To this end, AJ Bell has increased exposure to short-duration gilts, US Treasuries and TIPS across risk profiles one, two and three – the three lowest-risk mandates. Indeed, risk profile one now has 18% exposure to sterling and sterling-hedged cash and bonds.

Additionally, analysts at AJ Bell highlighted, due to this move away from long-duration bonds, cash has become increasingly attractive for cautious investors. As a result, allocation towards cash rose by 2-7% across the model portfolios.

 

Fund moves

AJ Bell has changed some of its holdings in both the active and passive model portfolio’s this year.  Perhaps most notable was the inclusion of the iShares S&P 500 Equal Weight ETF, which has been added to the passive portfolios to give a broader exposure to US companies following concerns about concentration risk in the US last year.

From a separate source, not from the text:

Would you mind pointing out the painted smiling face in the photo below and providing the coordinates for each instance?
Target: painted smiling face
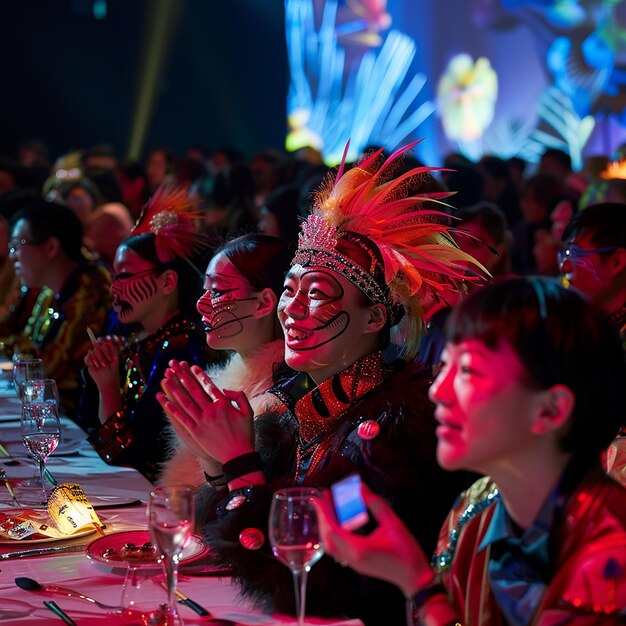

Flintoff said: “We feel it is prudent to start thinking about managing that concentration risk in the US specifically, rather than relying on broad geographic diversification to do all the heavy lifting.”

Two synthetic ETFs have also been introduced to the passive portfolios—the Amundi MSCI China ETF and its cousin strategy, the Amundi MSCI Emerging Markets ex-China ETF. Analysts at AJ Bell explained that physical ETFs often take on exposures outside of their intended asset class, whereas synthetics benefit from better collateral control and reduced costs.

In the active range, there were also changes. For the US portfolio, active managers have generally struggled to outperform the US market. As a result, the actively managed JPM US Equity Income fund was replaced by the passive SPDR S&P 500 ETF.

In terms of European exposure, AJ Bell added Lightman European fund. Due to this strategy’s value tilt, it was balanced with the growth-focused BlackRock European Dynamic strategy.

Invesco Emerging Markets ex-China fund has been added to AJ Bell’s emerging markets allocations. The Amundi Emerging Markets ETF will be used to balance the underweight to India in the Invesco strategy. Elsewhere, the FSAA All China fund has struggled to scale and has been replaced by the Franklin Templeton MSCI China ETF.

Lastly, in the most risky model portfolio the firm runs, AJ Bell has upped its exposure to Japan to 9% following the inclusion of FE Fundinfo Alpha Manager Carl Vine’s M&G Japan fund.